If you’re among the millions of Americans struggling to pay your monthly Internet bill, did you know that you can dial up for basically nothing? By doing a search for “free internet dial up” along with your city and state, you’ll find a number of options for free access numbers. It’s an old technology but a perfect option for low-volume surfing with no monthly fee or special software, plug-ins or spyware. Or sign up with Juno or NetZero to get up to 10 hours of free Internet time per month. If you need more hours, they have plans starting at $10 per month.
Sign Up For Low-Cost Programs
If you can’t bear the slow speed of free dial up, some of the country’s largest cable television companies and the FCC have banded together to bring low-cost, high-speed internet to low-income Americans. Depending on where you live, the three primary, competing low-cost Internet access programs are Connect2Compete, Comcast’s Internet Essentials and CenturyLink’s Internet Basics.

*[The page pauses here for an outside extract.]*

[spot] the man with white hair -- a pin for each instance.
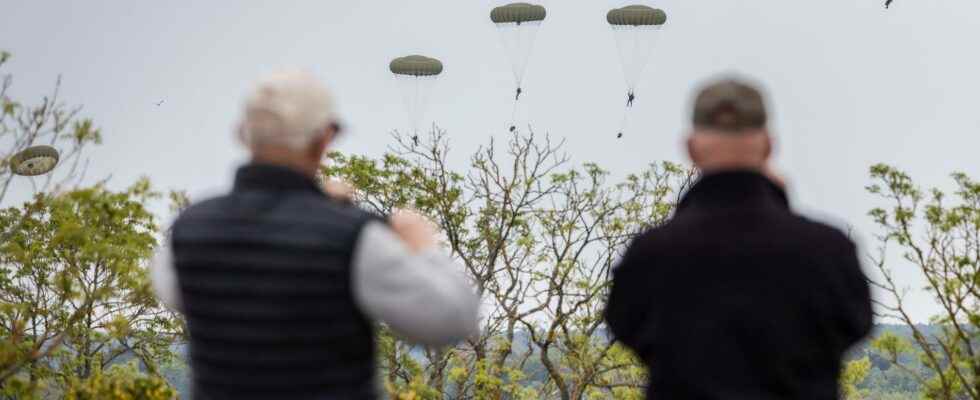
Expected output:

“Kiplinger’s research has found that you can get broad-band Internet service for as little as $10 a month if you qualify,” says Janet Bodnar of Kiplinger’s Personal Finance magazine. “How do you qualify? Perhaps your children are eligible for the school lunch program or you’re eligible for other types of government support programs.” Bodnar says you may, in fact, even be eligible for a $150 subsidy toward a computer or free Internet and computer training. Check out CheapInternet.com for guidelines and to find the best low-cost options in your area.
Opt For a Bundle
For those of us that don’t qualify for low-cost Internet, take advantage of your local cable provider’s bundling services — and don’t be shy about negotiating your rate. Bodnar says one of Kiplinger’s best money-saving tips is to bundle Internet along with telephone and cable service. “You get it all together for a good price,” she says. “And when that price expires, don’t be hesitant to negotiate with your provider to either continue the deal or perhaps even offer you a better one,” she says.
Reduce Your Speed
Next, consider your usage. If you’re just checking email, surfing the web at home and don’t require a high-speed connection, ask if a lower speed can lower your monthly bill. It’s a difference of about $5 to $10 per billing cycle, but those little savings add up.
Use Your Own Router
Yet another way to save is to purchase your own wireless router. This basic piece of hardware costs about $25 to $50, while many cable companies charge $5 to $10 per month to rent you theirs.
Avoid Installation Fees
“Another way to save… is to do your installation if you’re technically inclined,” says Bodnar. “Your service provider will be happy to provide you with everything you need, the kit and all the directions. And if you pick up the equipment by yourself, you can save on delivery charges too.”